"Many countries across Africa and Asia-Pacific may be vulnerable to Zika virus outbreaks, with India, China, the Philippines, Indonesia, Nigeria, Vietnam, Pakistan, and Bangladesh expected to be at greatest risk of Zika virus transmission...

"...Due to a combination of high travel volumes from Zika affected areas in the Americas, local presence of mosquitoes capable of transmitting zika virus, suitable climatic conditions, large populations or limited health resources," a new study published in The Lancet Infectious Diseases said.

The modeling study said countries with large volumes of travellers arriving from Zika virus-affected areas of the Americas and large populations at risk include India (6,74,22 travellers arriving per year and 1.2 billion residents in potential Zika transmission areas) and China (2,38,415 travellers, 242 million residents).

For Indonesia it was 1,38,65 travellers, 197 million residents, Philippines (35,635 travellers, 70 million residents and Thailand (29,241 travellers, 59 million residents)

India, Philippines, Indonesia, Nigeria, Vietnam, Pakistan, and Bangladesh might be most vulnerable to impact because of their limited per capita health resources, the study said.

"An estimated 2.6 billion people live in areas of Africa and Asia-Pacific where the local mosquito species and suitable climatic conditions mean that local zika virus transmission is theoretically possible.

"However, there are still many unknowns about the virus and how it spreads, including which local species of mosquito are most capable of transmitting the virus, and whether immunity exists in areas that have previously reported cases of Zika virus.

"The impact on populations will also depend heavily on the country's ability to diagnose and respond to a possible outbreak," said study author Kamran Khan, St Michael's Hospital, Toronto, Canada.

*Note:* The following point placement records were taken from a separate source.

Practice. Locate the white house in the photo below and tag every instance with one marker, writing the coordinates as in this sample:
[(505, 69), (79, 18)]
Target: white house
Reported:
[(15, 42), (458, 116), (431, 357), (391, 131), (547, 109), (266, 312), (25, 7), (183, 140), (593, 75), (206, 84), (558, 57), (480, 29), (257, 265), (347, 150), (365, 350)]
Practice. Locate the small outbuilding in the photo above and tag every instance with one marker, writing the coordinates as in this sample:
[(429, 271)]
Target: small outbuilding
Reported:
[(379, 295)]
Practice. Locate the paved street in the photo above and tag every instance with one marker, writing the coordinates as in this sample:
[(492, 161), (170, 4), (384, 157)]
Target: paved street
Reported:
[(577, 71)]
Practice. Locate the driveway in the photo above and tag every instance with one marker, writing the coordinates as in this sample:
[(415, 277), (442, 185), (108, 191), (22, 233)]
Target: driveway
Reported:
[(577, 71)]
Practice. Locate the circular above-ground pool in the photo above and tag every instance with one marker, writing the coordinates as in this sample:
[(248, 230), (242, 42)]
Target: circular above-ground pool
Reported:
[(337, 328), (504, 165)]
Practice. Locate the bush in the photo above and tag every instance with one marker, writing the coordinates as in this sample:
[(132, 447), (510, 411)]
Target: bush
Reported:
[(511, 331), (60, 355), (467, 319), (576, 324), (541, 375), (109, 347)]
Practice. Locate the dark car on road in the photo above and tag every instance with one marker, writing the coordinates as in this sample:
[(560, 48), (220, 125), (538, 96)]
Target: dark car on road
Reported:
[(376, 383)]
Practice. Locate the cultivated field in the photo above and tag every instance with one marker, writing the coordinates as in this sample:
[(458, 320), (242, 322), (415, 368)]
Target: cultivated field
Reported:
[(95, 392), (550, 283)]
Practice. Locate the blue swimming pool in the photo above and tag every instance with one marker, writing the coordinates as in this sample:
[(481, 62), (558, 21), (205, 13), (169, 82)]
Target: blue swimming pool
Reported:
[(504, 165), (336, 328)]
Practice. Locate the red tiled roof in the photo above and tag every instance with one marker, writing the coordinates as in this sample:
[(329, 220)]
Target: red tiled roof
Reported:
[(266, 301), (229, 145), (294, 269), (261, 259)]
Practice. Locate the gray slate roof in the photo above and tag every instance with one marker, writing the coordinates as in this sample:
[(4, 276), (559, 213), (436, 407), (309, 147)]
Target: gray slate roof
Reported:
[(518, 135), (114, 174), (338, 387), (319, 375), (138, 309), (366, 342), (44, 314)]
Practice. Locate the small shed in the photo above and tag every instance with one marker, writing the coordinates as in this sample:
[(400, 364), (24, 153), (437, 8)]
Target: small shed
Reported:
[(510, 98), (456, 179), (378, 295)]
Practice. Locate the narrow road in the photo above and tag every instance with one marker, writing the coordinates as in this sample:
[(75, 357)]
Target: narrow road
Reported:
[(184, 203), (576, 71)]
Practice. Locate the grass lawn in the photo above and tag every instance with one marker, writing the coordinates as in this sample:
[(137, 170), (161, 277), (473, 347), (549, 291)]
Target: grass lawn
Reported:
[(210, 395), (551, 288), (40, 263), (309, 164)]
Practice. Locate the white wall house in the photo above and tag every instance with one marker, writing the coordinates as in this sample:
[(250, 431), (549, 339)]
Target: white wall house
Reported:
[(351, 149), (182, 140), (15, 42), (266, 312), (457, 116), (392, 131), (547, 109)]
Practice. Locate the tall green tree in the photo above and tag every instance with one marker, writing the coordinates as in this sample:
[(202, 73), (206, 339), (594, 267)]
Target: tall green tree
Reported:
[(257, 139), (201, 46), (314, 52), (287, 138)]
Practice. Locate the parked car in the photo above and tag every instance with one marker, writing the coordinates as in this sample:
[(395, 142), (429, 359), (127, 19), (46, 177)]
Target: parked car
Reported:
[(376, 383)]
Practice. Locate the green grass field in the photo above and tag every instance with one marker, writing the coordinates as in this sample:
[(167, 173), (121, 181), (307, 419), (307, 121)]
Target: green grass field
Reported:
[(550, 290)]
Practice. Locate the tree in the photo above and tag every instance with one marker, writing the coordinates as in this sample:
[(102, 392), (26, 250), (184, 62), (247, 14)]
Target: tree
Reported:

The study comes after thirteen Indians were tested positive for Zika virus in Singapore and are undergoing treatment in the city-state which is grappling with rising number of the mosquito-borne disease. Khan said warmer temperatures in the northern hemisphere (where mosquitoes are more active) increase the risk of new outbreaks appearing outside of the Americas.

"The potential for epidemics to occur in parts of Africa and the Asia-Pacific region is particularly concerning given that the vast numbers of people who could be exposed to Zika virus are living in environments where health and human resources to prevent, detect, and respond to epidemics are limited.

"Our findings could offer valuable information to support time-sensitive public health decision-making at local, national and international levels," he said.

The research team, which included scientists from the London School of Hygiene and Tropical Medicine, Oxford University (UK) and the University of Toronto (Canada), established the ecological niche for Zika virus in the Americas.

At the time of the analysis, local transmission of Zika virus had been confirmed in 40 countries in Central and South America and the Caribbean. The researchers then gathered data on airline ticket sales from all 689 cities with one or more airports in the region travelling to Africa or Asia-Pacific over a whole year (Dec 2014 to Nov 2015).

The team also mapped the monthly volume of travellers arriving into Africa and Asia-Pacific in order to identify countries at greatest risk of Zika virus importation.

"While the analysis emphasises the potential for human infection via mosquitoes, sexual transmission of Zika virus infection is now well documented.

"The authors say that travellers returning from affected areas would benefit from health education to prevent sexual transmission," the study said.

The authors note that the health consequences of imported Zika virus will depend on local ability to diagnose and respond to a possible outbreak, but will also depend on possible underlying levels of immunity to Zika virus.

Although sporadic cases of Zika virus have been reported in both Africa and Asia-Pacific, the breadth and extent of its previous infection remains unknown and it is not known whether the current Asian strain of the virus will affect individuals differently if they have previously been infected with the African strain.